On connaît Tenacious D, autoproclamé « meilleur groupe du monde » par le comédien Jack Black et son acolyte Kyle Gass. Ce que l’on sait moins, c’est que ce dernier a aussi des side projects, tout aussi drôles que le D : les défunts Trainwreck, et le supergroupe Kyle Gass Band, dont l’album débarque enfin en Europe. [Interview avec Kyle Gass (guitare acoustique, chant) et John Konesky (guitare), par Philippe Jawor]

KGBIl est 10h30 à Los Angeles, j’espère que je ne vous réveille pas…

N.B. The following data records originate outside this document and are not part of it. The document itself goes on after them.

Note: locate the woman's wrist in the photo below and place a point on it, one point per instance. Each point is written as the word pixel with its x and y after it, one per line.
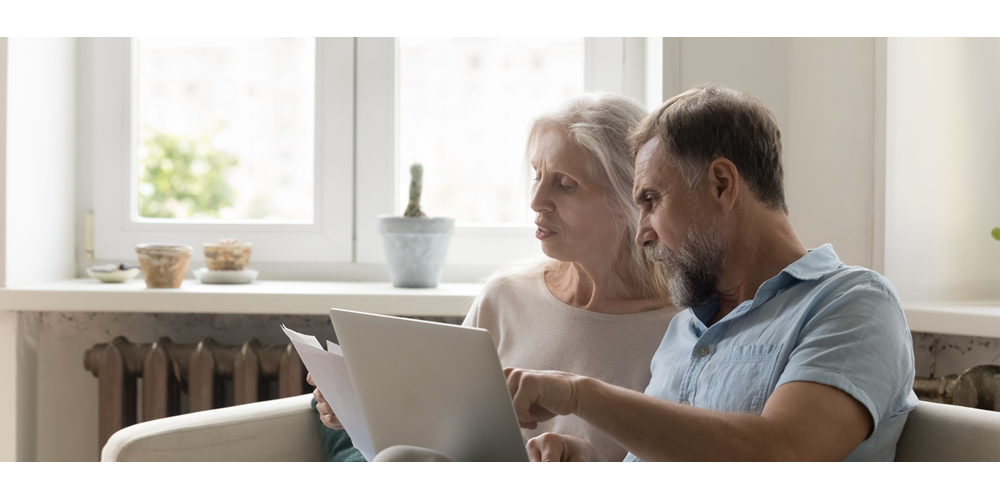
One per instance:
pixel 588 392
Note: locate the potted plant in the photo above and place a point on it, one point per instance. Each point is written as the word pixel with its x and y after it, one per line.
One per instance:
pixel 415 245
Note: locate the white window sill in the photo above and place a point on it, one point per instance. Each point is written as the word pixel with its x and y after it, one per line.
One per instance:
pixel 260 297
pixel 973 318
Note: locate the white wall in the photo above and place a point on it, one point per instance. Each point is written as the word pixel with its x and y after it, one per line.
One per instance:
pixel 822 93
pixel 37 208
pixel 41 158
pixel 943 167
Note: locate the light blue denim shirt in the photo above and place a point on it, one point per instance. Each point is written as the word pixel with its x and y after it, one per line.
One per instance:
pixel 818 320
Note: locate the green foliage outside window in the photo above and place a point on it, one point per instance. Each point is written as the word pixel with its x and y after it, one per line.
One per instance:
pixel 184 177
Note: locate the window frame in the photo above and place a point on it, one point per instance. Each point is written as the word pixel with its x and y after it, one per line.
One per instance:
pixel 357 99
pixel 110 64
pixel 606 68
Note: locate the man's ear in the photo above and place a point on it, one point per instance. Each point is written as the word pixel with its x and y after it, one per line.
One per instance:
pixel 723 182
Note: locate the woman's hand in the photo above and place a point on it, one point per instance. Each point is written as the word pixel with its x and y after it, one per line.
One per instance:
pixel 541 395
pixel 326 414
pixel 561 448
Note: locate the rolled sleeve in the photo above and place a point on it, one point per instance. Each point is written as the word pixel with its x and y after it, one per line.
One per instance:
pixel 858 342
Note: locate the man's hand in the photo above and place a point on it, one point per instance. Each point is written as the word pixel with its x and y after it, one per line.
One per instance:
pixel 561 448
pixel 541 395
pixel 326 414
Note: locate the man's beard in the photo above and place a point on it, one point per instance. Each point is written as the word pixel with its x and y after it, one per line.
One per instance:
pixel 692 272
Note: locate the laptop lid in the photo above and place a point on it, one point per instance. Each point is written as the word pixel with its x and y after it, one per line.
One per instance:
pixel 432 385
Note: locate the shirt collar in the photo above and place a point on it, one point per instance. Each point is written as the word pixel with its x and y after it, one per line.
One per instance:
pixel 812 266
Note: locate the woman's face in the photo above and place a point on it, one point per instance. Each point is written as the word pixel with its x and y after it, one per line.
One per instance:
pixel 572 213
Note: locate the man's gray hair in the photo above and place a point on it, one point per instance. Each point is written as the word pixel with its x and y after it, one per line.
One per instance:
pixel 713 121
pixel 600 124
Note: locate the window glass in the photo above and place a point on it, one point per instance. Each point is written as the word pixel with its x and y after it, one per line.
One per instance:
pixel 466 105
pixel 225 128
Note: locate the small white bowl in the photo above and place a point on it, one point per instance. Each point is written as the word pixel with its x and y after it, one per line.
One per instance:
pixel 209 277
pixel 116 276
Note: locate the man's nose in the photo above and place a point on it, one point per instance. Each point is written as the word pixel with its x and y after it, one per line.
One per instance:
pixel 645 235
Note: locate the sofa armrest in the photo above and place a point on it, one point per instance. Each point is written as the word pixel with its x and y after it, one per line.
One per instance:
pixel 277 430
pixel 946 433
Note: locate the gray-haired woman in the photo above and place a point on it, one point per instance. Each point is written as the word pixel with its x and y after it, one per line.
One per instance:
pixel 594 305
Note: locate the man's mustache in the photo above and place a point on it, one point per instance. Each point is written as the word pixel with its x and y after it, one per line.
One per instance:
pixel 657 253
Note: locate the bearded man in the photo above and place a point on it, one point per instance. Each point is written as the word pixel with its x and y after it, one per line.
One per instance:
pixel 782 353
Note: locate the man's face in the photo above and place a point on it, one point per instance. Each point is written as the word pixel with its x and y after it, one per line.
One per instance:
pixel 674 228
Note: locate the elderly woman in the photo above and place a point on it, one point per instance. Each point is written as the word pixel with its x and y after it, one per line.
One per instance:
pixel 594 305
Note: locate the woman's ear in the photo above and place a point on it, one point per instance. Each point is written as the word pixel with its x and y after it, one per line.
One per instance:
pixel 723 183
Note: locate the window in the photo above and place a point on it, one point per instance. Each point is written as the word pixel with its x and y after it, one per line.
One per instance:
pixel 311 154
pixel 465 107
pixel 224 128
pixel 276 116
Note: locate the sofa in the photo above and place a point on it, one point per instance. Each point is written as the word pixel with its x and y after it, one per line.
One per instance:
pixel 287 430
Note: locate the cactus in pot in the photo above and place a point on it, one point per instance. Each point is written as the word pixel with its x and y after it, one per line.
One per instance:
pixel 415 245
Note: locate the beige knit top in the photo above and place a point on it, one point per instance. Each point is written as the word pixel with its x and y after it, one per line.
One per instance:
pixel 533 329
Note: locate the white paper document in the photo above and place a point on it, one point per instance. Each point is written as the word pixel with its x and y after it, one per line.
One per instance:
pixel 329 371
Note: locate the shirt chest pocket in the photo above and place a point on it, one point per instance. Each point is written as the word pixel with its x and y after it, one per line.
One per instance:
pixel 741 382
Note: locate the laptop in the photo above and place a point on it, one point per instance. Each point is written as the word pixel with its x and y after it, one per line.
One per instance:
pixel 432 385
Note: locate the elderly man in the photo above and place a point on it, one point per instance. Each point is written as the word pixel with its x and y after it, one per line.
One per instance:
pixel 782 353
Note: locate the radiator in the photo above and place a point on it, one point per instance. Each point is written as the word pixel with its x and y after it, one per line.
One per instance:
pixel 168 369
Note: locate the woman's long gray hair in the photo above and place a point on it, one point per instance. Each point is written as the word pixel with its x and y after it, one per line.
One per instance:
pixel 600 124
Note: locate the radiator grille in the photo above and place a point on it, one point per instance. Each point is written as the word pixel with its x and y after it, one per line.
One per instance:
pixel 170 374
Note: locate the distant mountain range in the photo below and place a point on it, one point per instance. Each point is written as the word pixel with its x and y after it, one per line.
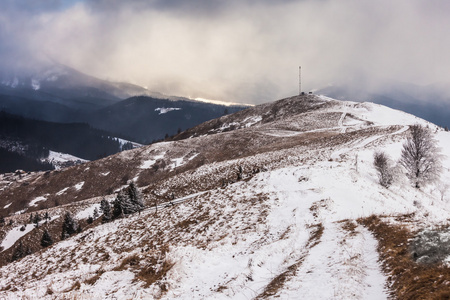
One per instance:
pixel 58 93
pixel 427 102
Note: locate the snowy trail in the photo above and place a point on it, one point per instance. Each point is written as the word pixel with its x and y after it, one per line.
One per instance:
pixel 342 266
pixel 341 120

Kyle Gass : Il faut savoir que je me lève très tôt : j’ai un rythme de vie de nouveau-né… ou de grand-mère, au choix. En fait, je pense que je souffre d’apnée du sommeil ; c’est peut-être la dernière interview que je fais de mon vivant !

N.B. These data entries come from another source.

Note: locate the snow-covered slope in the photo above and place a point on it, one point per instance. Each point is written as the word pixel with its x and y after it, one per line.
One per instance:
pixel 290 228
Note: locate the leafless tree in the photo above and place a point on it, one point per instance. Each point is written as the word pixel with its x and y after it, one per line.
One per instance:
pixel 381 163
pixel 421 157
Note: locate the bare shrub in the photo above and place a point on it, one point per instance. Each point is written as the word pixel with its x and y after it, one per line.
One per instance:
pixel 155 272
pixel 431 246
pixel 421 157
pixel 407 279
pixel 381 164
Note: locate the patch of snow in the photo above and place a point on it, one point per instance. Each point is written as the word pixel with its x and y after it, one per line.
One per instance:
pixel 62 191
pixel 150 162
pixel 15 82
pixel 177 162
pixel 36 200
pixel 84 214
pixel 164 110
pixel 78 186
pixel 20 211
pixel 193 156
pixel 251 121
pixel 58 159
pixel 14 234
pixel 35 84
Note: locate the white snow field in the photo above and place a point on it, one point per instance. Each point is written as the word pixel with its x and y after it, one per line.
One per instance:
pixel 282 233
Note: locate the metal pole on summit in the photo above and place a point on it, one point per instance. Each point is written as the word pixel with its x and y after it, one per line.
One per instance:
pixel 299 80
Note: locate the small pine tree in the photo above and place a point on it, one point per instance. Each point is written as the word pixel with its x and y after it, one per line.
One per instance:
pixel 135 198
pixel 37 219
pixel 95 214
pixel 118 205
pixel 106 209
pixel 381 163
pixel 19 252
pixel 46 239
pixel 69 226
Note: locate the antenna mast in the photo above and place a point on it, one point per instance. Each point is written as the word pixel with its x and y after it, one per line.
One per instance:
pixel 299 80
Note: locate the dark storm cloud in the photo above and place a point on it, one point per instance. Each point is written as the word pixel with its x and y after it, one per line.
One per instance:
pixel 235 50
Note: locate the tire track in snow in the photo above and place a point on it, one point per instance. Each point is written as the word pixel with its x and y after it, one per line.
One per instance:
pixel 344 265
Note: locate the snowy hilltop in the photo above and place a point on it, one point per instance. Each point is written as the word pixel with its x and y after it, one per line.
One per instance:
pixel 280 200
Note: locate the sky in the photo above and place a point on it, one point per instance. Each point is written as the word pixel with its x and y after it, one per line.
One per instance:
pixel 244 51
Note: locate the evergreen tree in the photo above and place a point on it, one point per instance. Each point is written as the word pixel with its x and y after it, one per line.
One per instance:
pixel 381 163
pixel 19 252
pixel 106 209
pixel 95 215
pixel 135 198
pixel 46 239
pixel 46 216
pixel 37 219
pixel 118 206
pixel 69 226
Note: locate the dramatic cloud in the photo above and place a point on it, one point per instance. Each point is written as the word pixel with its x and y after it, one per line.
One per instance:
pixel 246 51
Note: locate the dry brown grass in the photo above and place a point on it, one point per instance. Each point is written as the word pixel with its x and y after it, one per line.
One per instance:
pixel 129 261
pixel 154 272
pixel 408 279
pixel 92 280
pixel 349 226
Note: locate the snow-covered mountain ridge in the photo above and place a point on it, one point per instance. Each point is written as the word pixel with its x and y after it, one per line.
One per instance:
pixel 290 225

John Konesky : (rires) Oh non !

 

Comment expliquer que votre album ne sorte qu’en avril prochain en Europe, alors qu’il est sorti il y a presque deux ans (juillet 2013, ndlr) aux Etats-Unis ?

Kyle Gass : Je ne sais pas comment l’expliquer. En vérité, il était tout à fait disponible pour l’Europe, en toute illégalité, la technologie est là pour ça, après tout !

John Konesky : En fait, on l’avait sorti par nous-mêmes, on n’avait pas forcément la portée d’action d’un label…

Kyle Gass : Voilà, on le vendait depuis le coffre de nos voitures ! Et maintenant, grâce à OCD (acronyme d’Obsessive–compulsive disorder, soit Trouble Obsessionnel Compulsif, ndlr) non… STD (traduction de MST, ndlr) ? Grâce à SPV, pardon pour eux, nous pouvons enfin atteindre le monde entier, et nous comptons bien faire les choses en grand et dire au monde « réveille-toi, on est là, c’est l’heure de faire la fête » et proposer le meilleur debut album depuis « Appetite for destruction ».

 

Justement, vous venez défendre cet opus en Europe en avril et en mai, avec beaucoup de dates en Allemagne, mais aussi en Suisse et en Autriche, et rien en France ; vous visez un public de germanophones ?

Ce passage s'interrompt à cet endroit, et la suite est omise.